Zongo
Catégorie

Située dans le territoire de Kungu, au sein de la province du Sud-Ubangi, la cité de Dongo, chef-lieu du secteur portant le même nom, fait face à de sérieux défis en matière d’approvisionnement en eau potable, malgré son importance stratégique et son dynamisme démographique.

UNE POSITION GÉOGRAPHIQUE STRATÉGIQUE

Implantée sur les rives de la rivière Ubangi, Dongo occupe une position géographique privilégiée. Elle constitue un carrefour d’échanges commerciaux entre la République démocratique du Congo, la République du Congo et la République centrafricaine.

Grâce à cette ouverture fluviale, la cité sert de point d’entrée et de sortie pour divers produits vivriers et manufacturés. Elle entretient également des relations commerciales avec plusieurs centres urbains et ruraux voisins, notamment Zongo, Libenge, Gemena, Bobito et Bwamanda.

UNE DÉMOGRAPHIE EN CROISSANCE

Dongo est décrite comme une cité cosmopolite à forte croissance démographique. Cette dynamique s’explique notamment par son attractivité économique et sa position frontalière. L’afflux de populations, attirées par les opportunités commerciales, accentue toutefois la pression sur les infrastructures de base, notamment l’accès à l’eau potable.

DES CONTRAINTES NATURELLES ET INFRASTRUCTURES

Malgré son potentiel économique, la cité est confrontée à des difficultés majeures. Le sol sablonneux favorise des phénomènes d’érosion importants, compliquant la circulation des personnes et des biens. Dans ces conditions, les motos-taxis demeurent le principal moyen d’évacuation des marchandises.

Mais le défi le plus préoccupant reste l’accès à l’eau potable. Dans plusieurs quartiers, s’approvisionner en eau relève d’un véritable parcours du combattant. Femmes enceintes, enfants et personnes vulnérables sont contraints de parcourir de longues distances, souvent en terrain difficile, pour atteindre les points d’eau.
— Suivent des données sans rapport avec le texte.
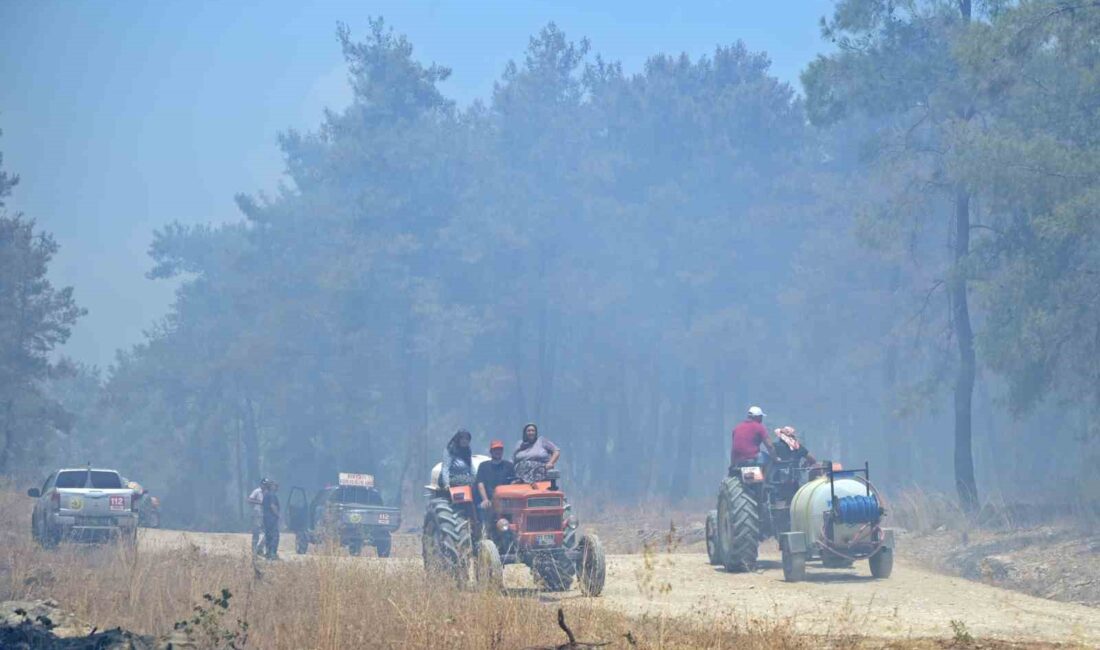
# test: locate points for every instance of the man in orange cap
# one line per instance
(495, 472)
UN COÛT ÉLEVÉ POUR UNE RESSOURCE VITALE 

À défaut d’alternatives, une partie de la population est obligée d’acheter de l’eau. Selon des sources locales, un bidon de 25 litres se négocie autour de 1000 francs congolais, un coût non négligeable pour de nombreux ménages. Cette situation expose les habitants à divers risques sanitaires et physiques.
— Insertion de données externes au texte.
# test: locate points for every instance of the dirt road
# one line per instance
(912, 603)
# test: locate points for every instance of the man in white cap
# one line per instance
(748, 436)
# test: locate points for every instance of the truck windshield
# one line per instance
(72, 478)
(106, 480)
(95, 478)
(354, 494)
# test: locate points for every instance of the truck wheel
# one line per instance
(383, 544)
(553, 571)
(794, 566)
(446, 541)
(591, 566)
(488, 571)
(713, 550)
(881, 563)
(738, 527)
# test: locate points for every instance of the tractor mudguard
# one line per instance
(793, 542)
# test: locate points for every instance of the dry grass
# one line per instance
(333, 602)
UN DROIT FONDAMENTAL EN QUESTION 

Cette réalité contraste avec les dispositions de la Constitution de la République démocratique du Congo, dont l’article 48 garantit à chaque citoyen le droit à un logement décent, à l’électricité et à l’eau potable.

Face à cette situation, des voix s’élèvent pour appeler les autorités compétentes à renforcer les infrastructures hydrauliques et à garantir un accès équitable à l’eau, condition essentielle au bien-être et au développement de la cité.